Single by Rick Ross featuring Chris Brown

from the album Black Market
- Released: October 9, 2015
- Recorded: 2015
- Genre: Hip hop; R&B;
- Length: 4:40 (single/radio edit) 5:40 (album version);
- Label: Def Jam
- Songwriters: William L. Roberts II; Chris Brown; Scott S. Storch; Diego Avendano;
- Producer: Scott Storch;

Rick Ross singles chronology
| "When You Feel This" (2015) | "Sorry" (2015) | "Make It Work" (2016) |

Chris Brown singles chronology
| "Player" (2015) | "Sorry" (2015) | "Gold Slugs" (2015) |

= Sorry (Rick Ross song) =

"Sorry" is a song by American hip hop recording artist Rick Ross, featuring vocals from American singer Chris Brown. This was released on October 9, 2015, as the first single from his eighth studio album Black Market. The song was produced by Scott Storch.

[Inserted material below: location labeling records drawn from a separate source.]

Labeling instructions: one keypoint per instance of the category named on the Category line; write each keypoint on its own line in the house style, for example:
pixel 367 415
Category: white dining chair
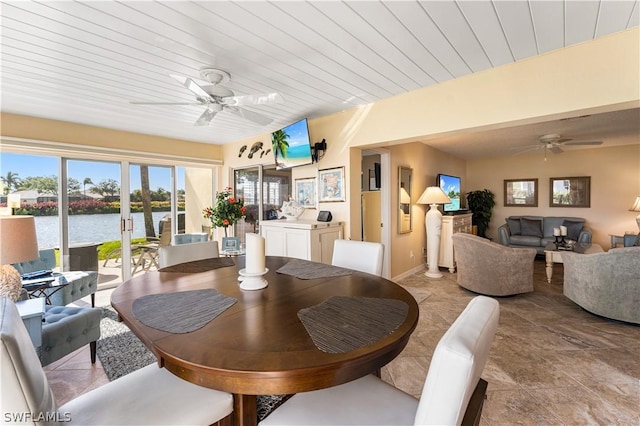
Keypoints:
pixel 359 255
pixel 149 396
pixel 181 253
pixel 453 378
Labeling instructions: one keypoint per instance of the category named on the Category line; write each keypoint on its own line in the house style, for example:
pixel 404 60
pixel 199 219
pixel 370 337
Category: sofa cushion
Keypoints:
pixel 573 229
pixel 531 227
pixel 514 226
pixel 524 240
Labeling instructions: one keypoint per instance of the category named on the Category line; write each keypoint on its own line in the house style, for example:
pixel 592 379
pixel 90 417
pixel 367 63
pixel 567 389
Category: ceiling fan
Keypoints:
pixel 554 143
pixel 218 98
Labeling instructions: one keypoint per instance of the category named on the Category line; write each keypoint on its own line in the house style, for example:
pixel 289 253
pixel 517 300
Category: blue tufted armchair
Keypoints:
pixel 81 283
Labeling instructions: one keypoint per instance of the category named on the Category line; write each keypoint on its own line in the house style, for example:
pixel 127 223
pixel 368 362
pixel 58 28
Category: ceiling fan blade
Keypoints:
pixel 192 86
pixel 164 103
pixel 258 99
pixel 205 118
pixel 250 115
pixel 584 143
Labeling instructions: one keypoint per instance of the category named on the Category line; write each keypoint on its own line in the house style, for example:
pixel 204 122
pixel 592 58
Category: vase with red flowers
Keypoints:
pixel 227 210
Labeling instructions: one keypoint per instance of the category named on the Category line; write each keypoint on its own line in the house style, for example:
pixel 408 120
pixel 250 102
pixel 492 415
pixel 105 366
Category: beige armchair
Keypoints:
pixel 606 284
pixel 490 268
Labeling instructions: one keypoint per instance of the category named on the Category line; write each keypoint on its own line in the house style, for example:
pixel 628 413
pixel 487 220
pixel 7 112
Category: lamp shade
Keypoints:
pixel 18 241
pixel 404 196
pixel 433 195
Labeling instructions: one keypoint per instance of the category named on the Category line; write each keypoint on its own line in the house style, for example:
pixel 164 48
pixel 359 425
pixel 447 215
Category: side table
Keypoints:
pixel 553 254
pixel 31 311
pixel 37 291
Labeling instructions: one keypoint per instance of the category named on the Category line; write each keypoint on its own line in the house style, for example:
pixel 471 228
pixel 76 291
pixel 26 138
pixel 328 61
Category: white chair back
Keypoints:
pixel 24 385
pixel 173 255
pixel 457 363
pixel 194 237
pixel 359 255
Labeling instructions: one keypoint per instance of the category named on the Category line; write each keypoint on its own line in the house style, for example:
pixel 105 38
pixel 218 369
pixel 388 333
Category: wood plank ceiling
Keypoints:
pixel 84 62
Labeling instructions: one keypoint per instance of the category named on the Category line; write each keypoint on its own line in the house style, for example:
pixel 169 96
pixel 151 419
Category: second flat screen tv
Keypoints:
pixel 451 186
pixel 291 145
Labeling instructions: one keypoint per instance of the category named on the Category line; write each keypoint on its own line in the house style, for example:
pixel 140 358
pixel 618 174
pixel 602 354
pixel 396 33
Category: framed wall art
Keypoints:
pixel 570 191
pixel 331 185
pixel 306 192
pixel 521 192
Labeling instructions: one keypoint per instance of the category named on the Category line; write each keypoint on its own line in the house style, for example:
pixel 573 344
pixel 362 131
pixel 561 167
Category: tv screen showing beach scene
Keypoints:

==Background and composition==
"Sorry" has been described as a "vulnerable" track, where Ross and Brown apologize to their respective girlfriends following their unfaithfulness. Brown's apology in the song is addressed to Karrueche Tran, his ex-girlfriend who broke up with him after discovering that the singer unwittingly fathered a child with another woman. Speaking of the song, Ross described it as a "personal" track "who speaks for itself", while Brown said:
One of the most honest records I’ve done in a while. I appreciate Ross for allowing me to be on [the] record and speak from the heart.

==Music video==
On November 12, 2015 Ross uploaded the music video for "Sorry" on his YouTube and Vevo account.

==Live performances==
On December 7, 2015, Ross and Brown performed the song live on the Jimmy Kimmel Live!.

== Charts ==

| Chart (2015) | Peak position |
|---|---|
| US Billboard Hot 100 | 97 |
| US Hot R&B/Hip-Hop Songs (Billboard) | 32 |
| US R&B/Hip-Hop Airplay (Billboard) | 18 |
| US Rhythmic Airplay (Billboard) | 39 |

==Certifications==

| Region | Certification | Certified units/sales |
| United States (RIAA) | Gold | 500,000^{‡} |
^{‡} Sales+streaming figures based on certification alone.